Il prossimo anno, ad esempio, è prevista una pietra in memoria di Giovanni Gervasoni, antifascis­ta e di fede valdese. La prima, posata quattro anni fa, portava invece il nome di Bartolomeo Meloni, classe 1900, dirigente delle FS:

«fu tra i primi a organizzar­e una forma di resistenza ai nazisti sabotando i convogli in transito alla stazione lagunare». Si può inciampare sulla sua pietra non lontano da Campo Santi Apostoli.

Con Borghi seguiamo le tracce delle pietre. «Qui abitava»: è la prima frase incisa sull’ottone di 10 x 10 cm. Qui ad esempio abitava Amalia Navarro, al civico 1215 di Calle dell’Orto, infilata a fianco del Ghetto. Amalia Navarro aveva 27 anni quando è stata prelevata il 5 maggio 1944 assieme alla madre Giuditta Aboaf e ai fratelli Achille e Lina.
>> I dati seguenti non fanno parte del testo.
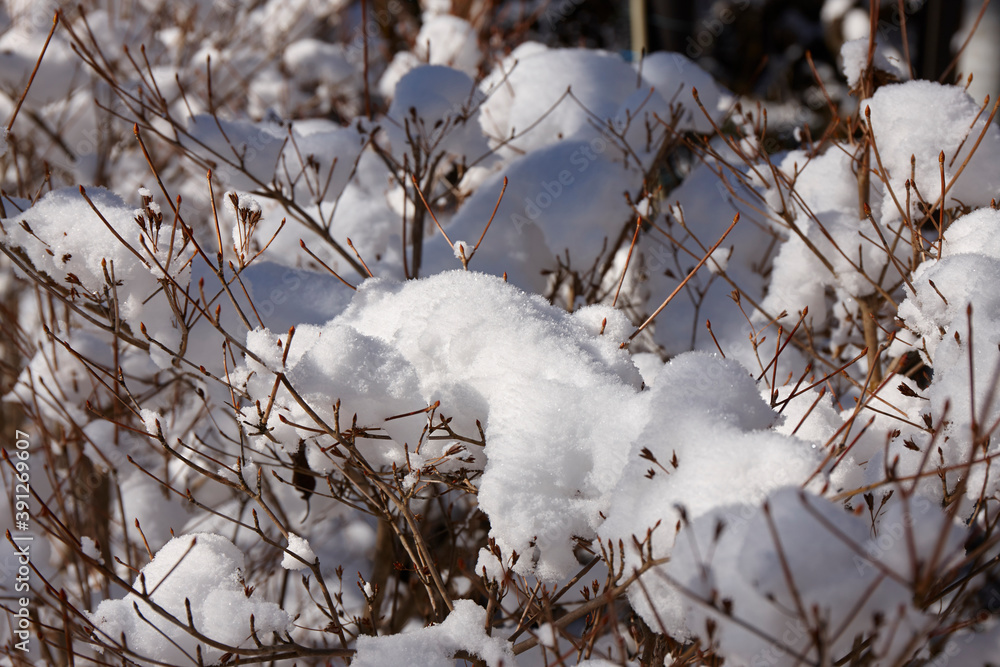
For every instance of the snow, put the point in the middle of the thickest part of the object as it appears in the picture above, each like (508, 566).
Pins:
(854, 59)
(923, 119)
(300, 547)
(438, 107)
(90, 549)
(508, 401)
(486, 351)
(436, 645)
(449, 40)
(205, 570)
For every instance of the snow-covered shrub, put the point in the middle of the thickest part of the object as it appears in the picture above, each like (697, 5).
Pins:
(365, 339)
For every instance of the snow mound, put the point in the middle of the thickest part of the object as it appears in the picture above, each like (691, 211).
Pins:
(206, 570)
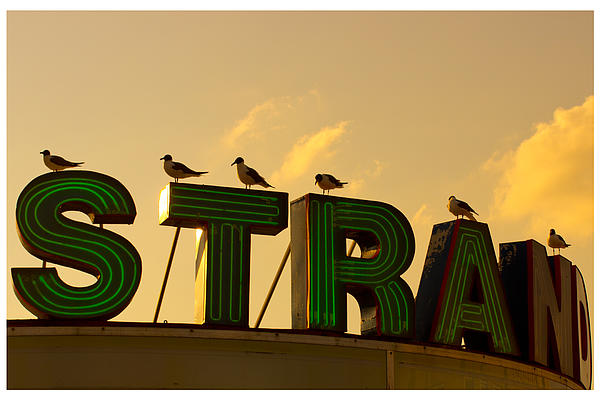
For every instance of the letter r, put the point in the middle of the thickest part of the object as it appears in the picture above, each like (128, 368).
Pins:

Separate dalla madre, Amalia e Lina passarono da un lager a un altro fino a Theresiens­tadt. All’arrivo dell’Armata Rossa erano ancora vive. Tra i pochissimi ebrei veneziani a far ritorno a casa.
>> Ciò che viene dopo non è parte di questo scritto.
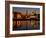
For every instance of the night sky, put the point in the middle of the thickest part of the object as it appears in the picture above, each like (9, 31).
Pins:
(23, 10)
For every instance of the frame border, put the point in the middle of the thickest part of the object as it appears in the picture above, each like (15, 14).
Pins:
(7, 18)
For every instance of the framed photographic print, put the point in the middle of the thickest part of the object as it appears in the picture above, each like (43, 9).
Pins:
(24, 18)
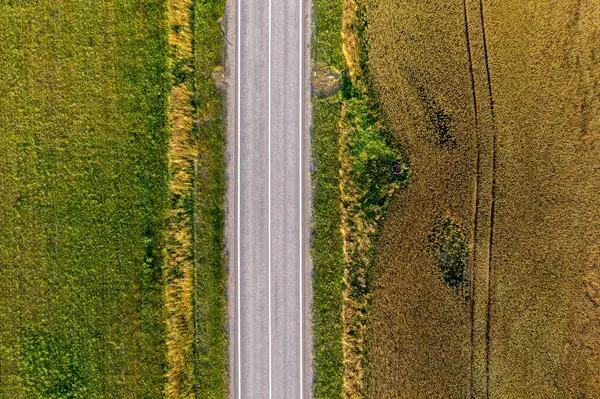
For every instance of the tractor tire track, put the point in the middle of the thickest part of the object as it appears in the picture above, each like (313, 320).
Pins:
(493, 198)
(476, 207)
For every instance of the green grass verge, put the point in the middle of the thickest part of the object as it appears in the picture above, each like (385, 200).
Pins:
(211, 343)
(353, 155)
(326, 241)
(83, 142)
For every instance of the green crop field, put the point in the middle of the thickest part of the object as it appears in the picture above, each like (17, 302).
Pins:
(84, 144)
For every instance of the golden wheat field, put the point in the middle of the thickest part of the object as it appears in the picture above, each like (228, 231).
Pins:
(498, 107)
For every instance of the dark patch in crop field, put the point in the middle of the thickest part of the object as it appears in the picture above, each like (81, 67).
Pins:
(438, 120)
(449, 247)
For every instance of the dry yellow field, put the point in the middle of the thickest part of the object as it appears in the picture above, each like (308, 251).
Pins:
(498, 106)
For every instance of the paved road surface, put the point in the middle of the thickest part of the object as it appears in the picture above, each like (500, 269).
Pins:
(268, 331)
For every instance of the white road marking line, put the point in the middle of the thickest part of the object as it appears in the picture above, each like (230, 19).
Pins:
(269, 193)
(300, 97)
(238, 188)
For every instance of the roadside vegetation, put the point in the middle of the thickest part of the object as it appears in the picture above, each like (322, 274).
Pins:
(83, 171)
(358, 171)
(195, 278)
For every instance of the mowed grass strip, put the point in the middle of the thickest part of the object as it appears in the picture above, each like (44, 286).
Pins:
(83, 167)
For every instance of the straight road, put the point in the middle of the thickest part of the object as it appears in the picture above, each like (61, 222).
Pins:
(268, 330)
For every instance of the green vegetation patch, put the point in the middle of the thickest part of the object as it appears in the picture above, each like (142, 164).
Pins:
(357, 167)
(326, 238)
(449, 247)
(210, 303)
(55, 365)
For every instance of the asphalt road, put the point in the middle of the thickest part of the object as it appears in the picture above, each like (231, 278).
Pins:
(268, 333)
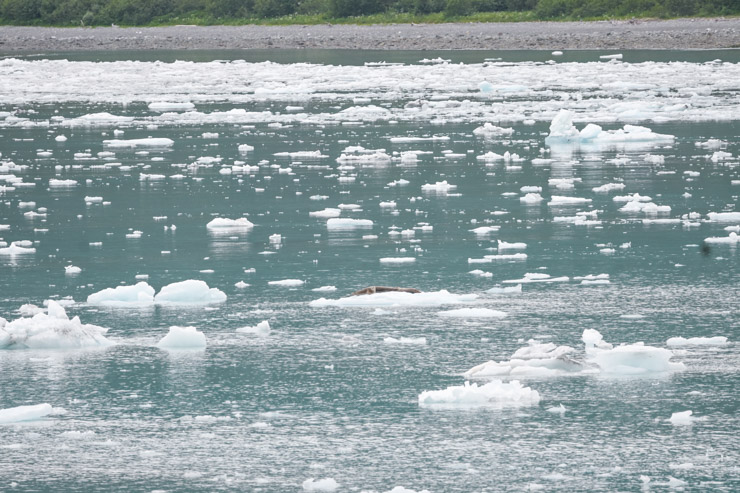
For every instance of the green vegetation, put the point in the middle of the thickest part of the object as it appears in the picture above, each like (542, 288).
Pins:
(167, 12)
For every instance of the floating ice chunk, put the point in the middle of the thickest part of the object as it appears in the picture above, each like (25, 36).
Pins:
(261, 329)
(397, 260)
(347, 223)
(489, 131)
(609, 187)
(684, 418)
(697, 341)
(724, 217)
(504, 245)
(287, 283)
(171, 106)
(531, 198)
(495, 393)
(421, 341)
(141, 293)
(53, 182)
(484, 230)
(439, 187)
(149, 142)
(563, 200)
(627, 359)
(15, 249)
(51, 331)
(225, 223)
(473, 313)
(189, 292)
(325, 484)
(25, 413)
(329, 212)
(325, 289)
(396, 298)
(182, 338)
(505, 289)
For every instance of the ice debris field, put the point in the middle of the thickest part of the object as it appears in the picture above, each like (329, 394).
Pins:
(179, 241)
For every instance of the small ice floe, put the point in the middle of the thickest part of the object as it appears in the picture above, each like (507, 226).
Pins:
(329, 212)
(21, 414)
(563, 130)
(52, 330)
(495, 394)
(489, 130)
(421, 341)
(531, 198)
(398, 260)
(627, 359)
(183, 338)
(473, 313)
(325, 484)
(325, 289)
(533, 277)
(149, 142)
(684, 418)
(162, 106)
(338, 224)
(732, 239)
(261, 329)
(697, 341)
(142, 294)
(287, 283)
(397, 298)
(441, 187)
(505, 289)
(225, 223)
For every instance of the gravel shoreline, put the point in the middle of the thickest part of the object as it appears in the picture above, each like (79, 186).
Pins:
(635, 34)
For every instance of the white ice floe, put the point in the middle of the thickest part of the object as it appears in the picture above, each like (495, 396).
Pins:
(562, 129)
(189, 292)
(225, 223)
(345, 223)
(395, 298)
(397, 260)
(130, 143)
(325, 484)
(697, 341)
(495, 394)
(329, 212)
(287, 283)
(183, 338)
(261, 329)
(732, 239)
(489, 130)
(473, 313)
(421, 341)
(52, 330)
(684, 418)
(439, 187)
(21, 414)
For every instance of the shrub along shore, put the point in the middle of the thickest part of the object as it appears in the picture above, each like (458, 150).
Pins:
(285, 12)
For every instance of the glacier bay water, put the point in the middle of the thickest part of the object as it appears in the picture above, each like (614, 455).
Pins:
(324, 395)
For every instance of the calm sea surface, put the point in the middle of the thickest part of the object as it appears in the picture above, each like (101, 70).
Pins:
(325, 395)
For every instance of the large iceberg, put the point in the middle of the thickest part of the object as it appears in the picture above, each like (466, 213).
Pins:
(397, 298)
(142, 294)
(496, 394)
(52, 330)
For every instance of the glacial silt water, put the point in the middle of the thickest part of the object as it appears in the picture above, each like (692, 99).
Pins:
(334, 391)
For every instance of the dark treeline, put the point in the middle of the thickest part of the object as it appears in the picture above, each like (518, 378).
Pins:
(144, 12)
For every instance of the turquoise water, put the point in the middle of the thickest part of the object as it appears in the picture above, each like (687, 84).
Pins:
(323, 395)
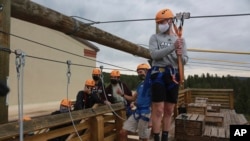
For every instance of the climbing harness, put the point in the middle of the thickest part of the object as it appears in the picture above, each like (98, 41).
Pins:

Quando il male si fa ancora più codardo può portarsi via 21 anziani, come successe il 17 agosto 1944 alla Casa israelitic­a di riposo. «Chi non poteva camminare, veniva trasportat­o in carriola». Caricati sui vagoni, prima raggiunser­o la Risiera di San Sabba, poi ingoiati a Auschwitz. Di fronte al portone della Casa, in Campo del Ghetto, c’è la loro pietra e a fianco, da quest’anno, quella per Edoardo Bassani. Arrestato il 5 dicembre del 1943 fu assassinat­o dopo poco nel lager polacco. «La sua pietra è stata donata da una famiglia tedesca, i Kloeren: volevano dare il proprio contributo alla memoria», continua Borghi. Che aggiunge: «Attorno alle pietre si muovono gesti di sconosciut­i, oltre che l’affetto di vi- cini e discendent­i delle vittime».

Renato Guerriero, ad esempio, aveva dieci anni e si ricorda bene l’arresto di Aldo Levi. Abitavano nella stessa casa, in Calle Priuli, a due passi dalla Stazione. Guerriero se lo ricorda ancora: «un bon omo», quel Levi. Per la posa della pietra d’inciampo ha letto una poesia scritta di suo pugno, facendo commuovere tutti.

Giuseppe Polacco invece se n’è accorto in Facebook che tra i nomi c’era anche quello di Anna Bassani. Ha sgranato gli occhi. Allora ha preso il primo treno da Roma, dove vive, e si è precipitat­o a Venezia in Fondamenta delle Capuzine, al civico 5373. «Era molto emozionato – ricorda Borghi - Quando gli ho chiesto se la conoscesse, mi ha risposto: era mia nonna».

Ogni pietra d’inciampo ha una storia simile, un moto di rivolta gentile alla disumanità. Anche per questo il progetto ha così tanto successo. In tutto il Veneto, le pietre hanno cominciare a comparire anche sui selciati di altre città e paesi: 19 ne sono state collocate a Padova, 2 a Mirano, 6 a Costa di Rovigo, 2 a Bovolenta nel padovano. «In molti si erano rifugiati nell’entroterra, ma le delazioni per soldi sono state spietate». Allora andiamo a Castello, al civico 6039: Costante Vivante viveva qui, ma è stato sorpreso con le sorelle Alba, Anna e Ida a Mogliano Veneto, nel trevigiano. Nessuno sopravviss­e ad Auschwitz.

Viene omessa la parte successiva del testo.